4. We are not told by the parties why there were two seemingly redundant guarantees, nor is it clear in the complaint that the second superseded the first. The place of execution of the first guarantee does not appear on its face, but the complaint alleges that one of the guarantees was signed in California. The second guarantee agreement is printed on the letterhead of KEL, displaying a Hong Kong company address.
5. Bassidji was referred to as a Canadian citizen by counsel in the district court and in this court. The representations concerning why Arshian sold the guarantees to Bassidji were also made by Bassidji's counsel but do not appear in the complaint. As nothing in the record contradicts these assertions of counsel, and they are consistent with the complaint, we assume their accuracy for purposes of this opinion.
6. Goe initially argued that the guarantees were covered by Executive Order 12,959. See 60 Fed.Reg. 24,757 (May 9, 1995). Goe has since recognized, however, that Executive Order 12,959 was superseded by Executive Order 13,059, and that the guarantees must therefore be analyzed under Executive Order 13,059. See 62 Fed.Reg. at 44,531 (stating that Executive Order 13,059 was being issued “in order to clarify the steps taken in Executive Orders 12957 of March 15, 1995, and 12959 of May 6, 1995, to deal with the unusual and extraordinary threat to the national security, foreign policy, and economy of the United States declared in Executive Order 12957 in response to the actions and policies of the Government of Iran”). The district court analyzed this case under Executive Order 12,959. Because we review the district court's ruling on the motion to dismiss de novo, see Wong v. INS, 373 F.3d 952, 966 n. 18 (9th Cir.2004), we need not remand before applying the appropriate Executive Order.

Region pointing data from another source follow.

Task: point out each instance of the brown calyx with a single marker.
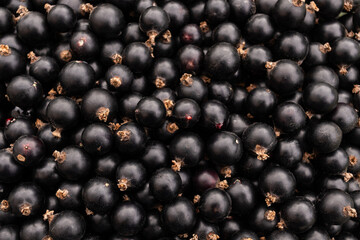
(103, 113)
(60, 157)
(349, 212)
(86, 8)
(62, 194)
(206, 79)
(5, 50)
(204, 27)
(186, 79)
(48, 215)
(356, 89)
(123, 184)
(311, 7)
(194, 237)
(348, 5)
(117, 58)
(32, 56)
(307, 157)
(343, 69)
(222, 185)
(21, 158)
(4, 206)
(124, 135)
(270, 215)
(298, 3)
(261, 152)
(270, 199)
(177, 163)
(159, 82)
(347, 176)
(166, 37)
(22, 11)
(25, 209)
(281, 224)
(250, 87)
(39, 124)
(172, 127)
(169, 105)
(48, 7)
(115, 81)
(325, 48)
(66, 55)
(352, 160)
(226, 172)
(270, 65)
(212, 236)
(89, 212)
(57, 132)
(196, 199)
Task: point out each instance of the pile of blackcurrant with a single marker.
(179, 119)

7. The Executive Order's section 4(c) defines the term “United States per son” as “any United States citizen, permanent resident alien, entity organized under the laws of the United States (including foreign branches), or any person in the United States.”

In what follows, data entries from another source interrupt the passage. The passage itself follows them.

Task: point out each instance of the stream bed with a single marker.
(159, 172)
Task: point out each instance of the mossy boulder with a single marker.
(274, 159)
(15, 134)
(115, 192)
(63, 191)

8. A similar result would obtain if we applied federal choice-of-law principles. Federal common law follows the Restatement (Second) of Conflict of Laws, which also provides for a public policy exception. See Schoenberg v. Exportadora de Sal, S.A. de C.V., 930 F.2d 777, 782 (9th Cir.1991); see also RESTATEMENT (SECOND) OF CONFLICT OF LAWS § 187(2)(b).

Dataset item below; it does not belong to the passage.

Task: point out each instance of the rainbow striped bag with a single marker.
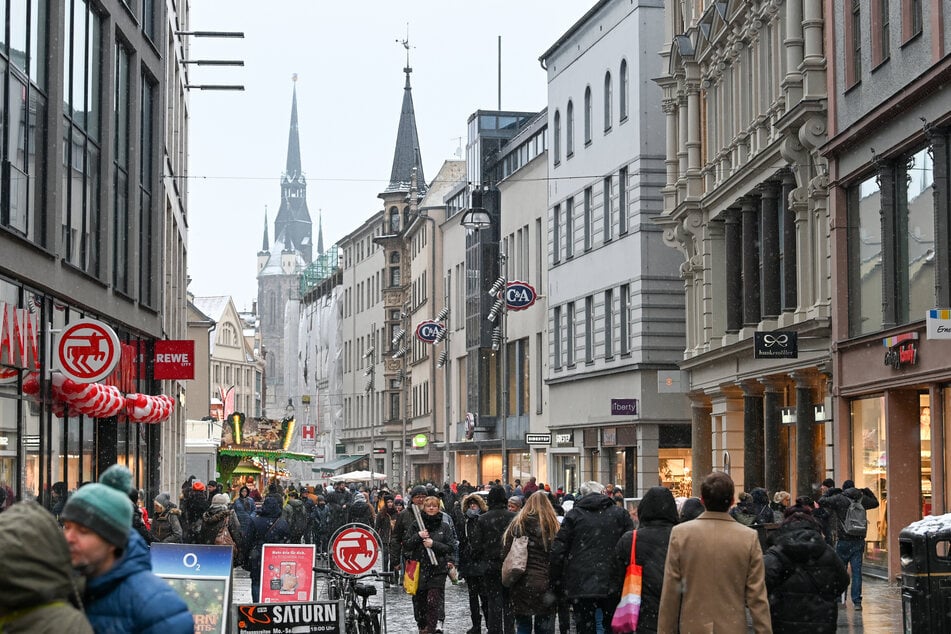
(629, 608)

9. In addition, the provision of harvesting licenses and customs clearances could well be viewed as “services owned or controlled by the government of Iran.” We need not so decide, however, as section 2(d) applies whether or not one accepts the characterization of governmental licenses and clearances as “services.”
10. Sections 1 and 2 of the Executive Order both qualify their prohibitions with: “Except to the extent provided ․ in regulations, orders, directives, or licenses issued pursuant to this order.” Section 5 authorizes the Secretary of the Treasury to promulgate regulations implementing the Order.
11. Torrez presented the enforceability question in the bankruptcy context and involved real property located in California. See 827 F.2d at 1299.